Quando os cientistas afirmam que o Universo funciona por meio de leis que atuam sem um projeto, não é apenas para se opor a um Universo intencional: é porque o Universo em que vivemos não parece ser assim. Talvez soe inspirador acreditar que ele está evoluindo no sentido de uma maior complexidade e inteligência, dirigido por uma consciência universal. Mas, para os cientistas, essas elucubrações não estão no fim das observações; elas estão no começo. Deepak ataca o reducionismo da ciência como abordagem para entender o Universo, mas os cientistas não estão comprometidos com um método só. Quando um fenômeno pode ser facilmente explicado pela redução a seus elementos mais simples, os cientistas fazem isso. Quando não pode, e ele depende das interações coletivas de grande número de componentes, nós também reconhecemos isso. Assim, ao estudar as propriedades da água, os químicos analisam seus componentes moleculares. Mas quando os oceanógrafos estudam as marés, eles não estão interessados nos constituintes mais sutis da água.

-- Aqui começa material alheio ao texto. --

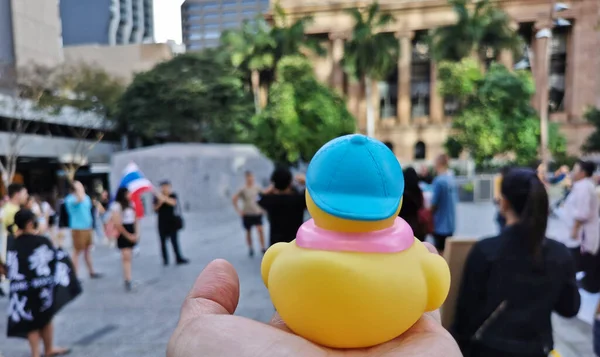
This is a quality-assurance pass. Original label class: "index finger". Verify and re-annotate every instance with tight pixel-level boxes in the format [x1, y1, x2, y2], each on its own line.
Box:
[180, 259, 240, 321]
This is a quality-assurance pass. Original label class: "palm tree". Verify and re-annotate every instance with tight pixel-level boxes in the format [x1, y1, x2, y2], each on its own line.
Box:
[271, 4, 327, 62]
[220, 18, 277, 113]
[431, 0, 523, 63]
[342, 2, 400, 136]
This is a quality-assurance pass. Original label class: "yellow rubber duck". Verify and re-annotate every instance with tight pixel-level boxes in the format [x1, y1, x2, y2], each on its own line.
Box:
[261, 135, 450, 348]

A ciência tem teorias sobre as moléculas da água e teorias sobre os movimentos da água, e uma não exclui a outra. Uma investigação chega ao fim quando conseguimos encontrar evidências para provar se a teoria está certa ou errada, independentemente da simpatia que se tenha por uma ideia.

Se o Universo estiver evoluindo segundo as leis da física, sem uma direção, um projeto ou uma consciência, será que isso nega o valor da humanidade ou tira o sentido da nossa vida? Será que a visão científica da vida não tem coração? Minha mãe, agora com quase noventa anos, uma vez me contou sobre um dia frio, quando ela tinha uns dezessete anos e a guerra devastava a Europa. A cidade em que ela morava, na Polônia, estava ocupada pelos nazistas. Nesse dia, um desses nazistas mandou uma dúzia de judeus da cidade, incluindo minha mãe, ficar em fila e se ajoelhar na neve. O homem percorreu a fila, e, a cada tantos passos, se inclinava, encostava a arma na cabeça de alguém e disparava. A visão espiritual diz que a sobrevivência de minha mãe não foi obra do acaso. Diz que minha mãe escapou por alguma razão. Será que isso também implica a existência de uma razão cósmica para a chacina dos que não escaparam? Como a maior parte de minha família morreu no Holocausto, para mim, a explicação “espiritual” parece mais fria e sem coração.

A ciência oferece um ponto de vista diferente: o animal humano evoluiu até ter discernimento para ser bom ou mau, e faz muito das duas coisas. Mas não há um propósito universal ou uma consciência ocultos por trás do que fazemos; só há a nossa consciência, os nossos propósitos. Cada um de nós pode escolher entre o amor e o ódio; nós damos e recebemos; deixamos nossa marca em nossa família, nos amigos e na sociedade. Não precisamos de um Universo eterno e consciente para dar significado à nossa vida. Somos nós que damos significado a ela.